Aku ngiri, aku ngiri, sejujurnya aku ngiri! Beliau bisa membuat banyak novel yang semuanya best seller, bisa dapat penghargaan di sana-sini, dapat pujian di sana-sini, didiskusikan di sana-sini, bisa membawa perubahan buat pencerahan anak bangsa. Wah… pokoknya Nampak bagai novel tanpa cela. Aku tambah manyun melihat iklan di sudut bawah Koran, semuanya menjajakan novel best sellernya kang abik. Di bawah iklan itu aku melihat ada cerbung dari teh Pipit Senja. Sejenak aku berhenti merengut dan merenung.

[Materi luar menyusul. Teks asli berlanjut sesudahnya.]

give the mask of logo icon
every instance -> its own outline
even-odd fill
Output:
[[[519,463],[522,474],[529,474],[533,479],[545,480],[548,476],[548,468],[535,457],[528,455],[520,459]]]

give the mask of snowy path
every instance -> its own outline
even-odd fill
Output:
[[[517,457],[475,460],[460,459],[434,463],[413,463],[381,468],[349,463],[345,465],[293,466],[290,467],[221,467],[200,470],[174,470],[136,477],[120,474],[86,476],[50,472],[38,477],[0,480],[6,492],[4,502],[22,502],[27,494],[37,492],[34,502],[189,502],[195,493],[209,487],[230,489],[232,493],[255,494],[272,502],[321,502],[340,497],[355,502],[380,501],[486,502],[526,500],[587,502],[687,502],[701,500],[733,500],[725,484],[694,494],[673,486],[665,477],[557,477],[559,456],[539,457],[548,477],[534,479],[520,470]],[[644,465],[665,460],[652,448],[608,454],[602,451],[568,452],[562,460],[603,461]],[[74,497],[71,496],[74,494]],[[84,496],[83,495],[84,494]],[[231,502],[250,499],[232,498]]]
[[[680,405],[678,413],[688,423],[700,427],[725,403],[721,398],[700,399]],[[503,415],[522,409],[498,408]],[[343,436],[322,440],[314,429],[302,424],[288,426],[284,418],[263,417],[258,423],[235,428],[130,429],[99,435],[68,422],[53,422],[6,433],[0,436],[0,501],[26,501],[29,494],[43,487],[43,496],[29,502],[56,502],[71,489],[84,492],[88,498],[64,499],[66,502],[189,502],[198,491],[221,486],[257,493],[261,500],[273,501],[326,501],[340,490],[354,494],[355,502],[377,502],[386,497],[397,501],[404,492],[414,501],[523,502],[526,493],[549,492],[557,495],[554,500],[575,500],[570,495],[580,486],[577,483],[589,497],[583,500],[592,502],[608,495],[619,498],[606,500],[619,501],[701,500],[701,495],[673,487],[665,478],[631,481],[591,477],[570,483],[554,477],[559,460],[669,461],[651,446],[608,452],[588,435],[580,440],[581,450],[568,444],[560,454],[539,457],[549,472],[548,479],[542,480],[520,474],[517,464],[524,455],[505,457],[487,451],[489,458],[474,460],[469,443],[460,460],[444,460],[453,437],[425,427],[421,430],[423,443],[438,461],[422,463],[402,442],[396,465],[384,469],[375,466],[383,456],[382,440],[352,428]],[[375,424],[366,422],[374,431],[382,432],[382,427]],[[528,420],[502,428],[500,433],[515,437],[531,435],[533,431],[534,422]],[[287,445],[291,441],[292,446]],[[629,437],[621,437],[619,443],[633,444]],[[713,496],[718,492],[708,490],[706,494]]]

The Pipit Senja dan mungkin masih banyak lagi novelis yang sudah malang melintang menulis begitu banyak novel dengan begitu banyak curahan tenaga, energy, dan kekuatan untuk terus menulis. Namun mungkin tak banyak yang mendapat ganjaran serupa novel kang Abik bahkan mungkin Cuma novel Ayat-Ayat Cinta saja yang mampu menyedot perhatian begitu banyak khalayak. Saingan kang baik dalam cetak ulang mungkin hanya Laskar Pelangi. Namun yang pasti, tidak semua penulis yang sudah menulis terus menerus dan berusia sudah lanjut mendapat kesempatan untuk bisa mencetak buku best seller. Dan… bagaimana perasaan mereka? Apakah mereka juga sama ngirinya seperti aku? Aku rasa ngga juga, mungkin mereka lebih bijak, mereka justru lebih terpacu untuk membuat karya yang lebih bagus dan lebih bagus lagi.
Tidak mau munafik, semua penulis ingin tulisannya bisa best seller, ingin tulisannya bisa dibaca oleh semua kalangan sehingga mampu mempengaruhi mereka ke dalam kebaikan lewat tulisan yang kita buat. Itu pun yang aku inginkan, itu pun yang aku impikan.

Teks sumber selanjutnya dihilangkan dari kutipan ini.